Distinct maintains leading industry-standard technical security controls designed to protect personal data against accidental or unlawful access, disclosure, alteration, loss, and destruction, including the following:

• SOC 2 Certification: Distinct maintains a robust SOC 2 Type II compliance program, and renews its certification annually.

• Access Controls: Authorization within the Distinct platform is limited to appropriate individuals and is managed and audited via an industry-standard proxy solution. Users are required to be initially connected via VPN, which requires multi-factor authentication, in order to connect to sensitive IT infrastructure resources via the proxy gateways. Distinct also adheres to the principle of ‘least privilege’ and implements key technological controls.

• Encryption: Data in transit is typically encrypted via HTTPS (i.e., HTTP over TLS/SSL). For data at rest, sensitive data, such as API keys, and other personal identifiers, is secured using hashing algorithms.

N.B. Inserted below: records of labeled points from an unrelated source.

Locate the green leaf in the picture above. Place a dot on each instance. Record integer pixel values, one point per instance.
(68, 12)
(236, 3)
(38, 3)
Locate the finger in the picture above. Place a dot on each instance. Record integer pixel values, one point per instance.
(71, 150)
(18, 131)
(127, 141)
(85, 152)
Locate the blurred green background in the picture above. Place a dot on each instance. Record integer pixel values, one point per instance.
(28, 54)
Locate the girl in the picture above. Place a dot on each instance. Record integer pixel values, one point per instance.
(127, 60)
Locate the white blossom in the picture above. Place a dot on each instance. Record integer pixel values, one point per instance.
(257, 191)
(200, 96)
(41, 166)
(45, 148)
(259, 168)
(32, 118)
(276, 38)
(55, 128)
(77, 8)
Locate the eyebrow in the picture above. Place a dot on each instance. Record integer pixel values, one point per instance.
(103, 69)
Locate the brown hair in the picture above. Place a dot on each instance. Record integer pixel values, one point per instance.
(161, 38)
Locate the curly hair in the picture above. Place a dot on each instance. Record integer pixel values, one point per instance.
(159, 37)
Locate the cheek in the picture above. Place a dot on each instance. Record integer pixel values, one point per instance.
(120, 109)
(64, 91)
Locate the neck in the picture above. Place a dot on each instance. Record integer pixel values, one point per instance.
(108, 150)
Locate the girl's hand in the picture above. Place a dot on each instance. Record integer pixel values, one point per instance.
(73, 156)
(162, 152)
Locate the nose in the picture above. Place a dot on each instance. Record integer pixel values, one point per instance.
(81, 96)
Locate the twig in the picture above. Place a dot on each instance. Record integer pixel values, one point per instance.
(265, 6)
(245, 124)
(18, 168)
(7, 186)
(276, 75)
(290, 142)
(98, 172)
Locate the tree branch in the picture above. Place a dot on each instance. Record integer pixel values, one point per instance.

• Data Backup: Automatic data backups are performed daily, leveraging AWS’s native backup solutions.

• Data Retention: Distinct has established controls and mechanisms designed to protect personal data at each stage of the data lifecycle, from collection / creation through to disposal. At the end of any retention period, Distinct deletes Customer Personal Information from its systems and databases, in accordance with its policies and procedures. 

• Event logging: Access logs and object read and write logs are continuously recorded, with active reviews conducted in the event of suspicious activity or detection of a security event or incident.

For transfers to (sub-) processors, also describe the specific technical and organizational measures to be taken by the (sub-) processor to be able to provide assistance to the controller and, for transfers from a processor to a sub-processor, to the data exporter.